Download Latest Version PATHWAY-PDT.tar.gz (10.5 MB)
Email in envelope

Get an email when there's a new version of Pathway-PDT

Home / rel_1
Name Modified Size InfoDownloads / Week
Parent folder
Pathway-PDT.08-06-2013.tar.gz 2013-08-06 5.5 MB
03-14-13-README 2013-03-15 9.8 kB
Totals: 2 Items   5.5 MB 0
Licensing
Copyright © 2011-13 University of Miami Miller School of Medicine

Pathway-PDT is free software: you can redistribute it and/or modify it 
under the terms of the GNU General Public License version 2 as 
published by the Free Software Foundation; either version 2 of the
License, or (at your option) any later version.

Pathway-PDT is distributed in the hope that it will be useful, but 
WITHOUT ANY WARRANTY; without even the implied warranty of 
MERCHANTABILITY or FITNESS FOR A PARTICULAR PURPOSE. 
See http://www.gnu.org/licenses/gpl-2.0.html for more details.

You should have received a copy of the GNU General Public License
along with this program; if not, write to the Free Software
Foundation, Inc., 51 Franklin Street, Fifth Floor, Boston, MA  02110-1301, USA.

Citing
Pathway-PDT recommends two citations: one for software and one for the 
algorithm implemented in software.

Pathway-PDT Software
Park et al. Pathway-PDT [Source code on Internet]. Version X. 
Miami (FL): University of Miami Miller School of Medicine; 
DD MMM YYYY version release date [cited DD MMM YYYY download date]. 
Available from: http://sourceforge.net/projects/pathway-pdt

Pathway-PDT Algorithm
Park YS, Schmidt M, Martin ER, Pericak-Vance MA, and Chung RH.
Pathway-PDT: A Flexible Pathway Analysis Tool for Nuclear Families. 
(Submitted).

(Optional) S-index for Gene Correction
Gao X, Starmer J, Martin ER (2008). A Multiple Testing Correction
Method for Genetic Association Studies Using Correlated Single
Nucleotide Polymorphisms. Genetic Epidemiology. 32(4): 361 - 369.

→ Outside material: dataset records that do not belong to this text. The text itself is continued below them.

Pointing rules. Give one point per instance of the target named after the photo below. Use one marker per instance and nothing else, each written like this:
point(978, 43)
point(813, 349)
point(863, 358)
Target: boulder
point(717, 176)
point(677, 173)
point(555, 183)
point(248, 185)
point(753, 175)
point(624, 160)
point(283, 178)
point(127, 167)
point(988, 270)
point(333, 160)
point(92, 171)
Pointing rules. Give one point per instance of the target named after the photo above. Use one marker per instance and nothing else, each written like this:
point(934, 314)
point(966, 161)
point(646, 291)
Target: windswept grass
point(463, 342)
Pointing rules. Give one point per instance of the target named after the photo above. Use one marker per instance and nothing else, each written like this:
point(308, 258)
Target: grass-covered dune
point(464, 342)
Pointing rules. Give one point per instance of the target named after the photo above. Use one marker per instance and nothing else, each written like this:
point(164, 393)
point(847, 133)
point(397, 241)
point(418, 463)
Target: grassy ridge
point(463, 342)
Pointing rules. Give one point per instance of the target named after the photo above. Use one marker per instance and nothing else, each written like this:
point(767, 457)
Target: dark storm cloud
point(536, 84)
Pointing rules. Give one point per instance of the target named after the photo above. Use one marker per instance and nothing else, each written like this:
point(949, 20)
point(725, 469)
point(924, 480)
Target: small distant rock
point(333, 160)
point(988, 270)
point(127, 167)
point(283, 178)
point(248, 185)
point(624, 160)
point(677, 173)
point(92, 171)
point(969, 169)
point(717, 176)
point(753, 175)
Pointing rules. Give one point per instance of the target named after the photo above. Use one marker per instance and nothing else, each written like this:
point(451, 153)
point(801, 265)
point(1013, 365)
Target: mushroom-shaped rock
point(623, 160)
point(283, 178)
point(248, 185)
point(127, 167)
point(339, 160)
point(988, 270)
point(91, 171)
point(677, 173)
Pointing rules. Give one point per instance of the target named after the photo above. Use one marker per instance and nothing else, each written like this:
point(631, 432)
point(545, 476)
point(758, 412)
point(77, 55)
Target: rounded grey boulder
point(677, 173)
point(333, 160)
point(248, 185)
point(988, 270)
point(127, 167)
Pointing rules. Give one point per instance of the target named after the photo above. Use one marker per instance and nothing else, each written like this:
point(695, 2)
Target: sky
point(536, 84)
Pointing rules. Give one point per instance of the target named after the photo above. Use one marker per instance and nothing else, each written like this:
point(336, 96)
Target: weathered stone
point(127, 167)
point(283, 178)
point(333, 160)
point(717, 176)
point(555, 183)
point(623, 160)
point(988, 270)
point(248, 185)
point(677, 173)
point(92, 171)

=====================================================================

Input Files

1. A pedigree and a map file. 

There are 3 distinct input format options.

a. The standard .ped and .map files
The leading 6 columns are
<ped ID> <indiv. ID> <father> <mother> <sex> 
<affection status,0 = unkown, 1= inaff, 2= aff>

Pedigrees are expected to be consecutive. 
Pedigree and individual ID numbers are integers. 

The alleles are coded as 0 for missing data, while valid alleles are 
1 and 2. The map file has 3 leading columns which are chromosome, 
rs-number (or any other identifier string) and base pair. Additional 
columns are ignored. The columns are separated by one or more spaces. 
The <tab> character is not an acceptable column separator. 

The .ped file will look something like:

	990007 1 0 0 2 1   1 1 1 2 …
	990007 2 0 0 1 1   1 2 1 2 …
	990007 4 2 1 2 2   1 1 1 1 …
	…

b. ped and .map using ACGT
As above but the alleles are coded as upper or lower case A,C,G or T. 
The file will actually be recoded into a format conforming to the one 
described under item “a”. The resulting file will be named pdt2.ped.

c. Plink .bim, .bed, .fam format
Please consult the Plink pages for more information. Again the input 
will be recoded into into a format conforming to option “a”.


2. A gene range file

One gene per line in no particular order. The file has 4 columns 
separated by one or more space characters.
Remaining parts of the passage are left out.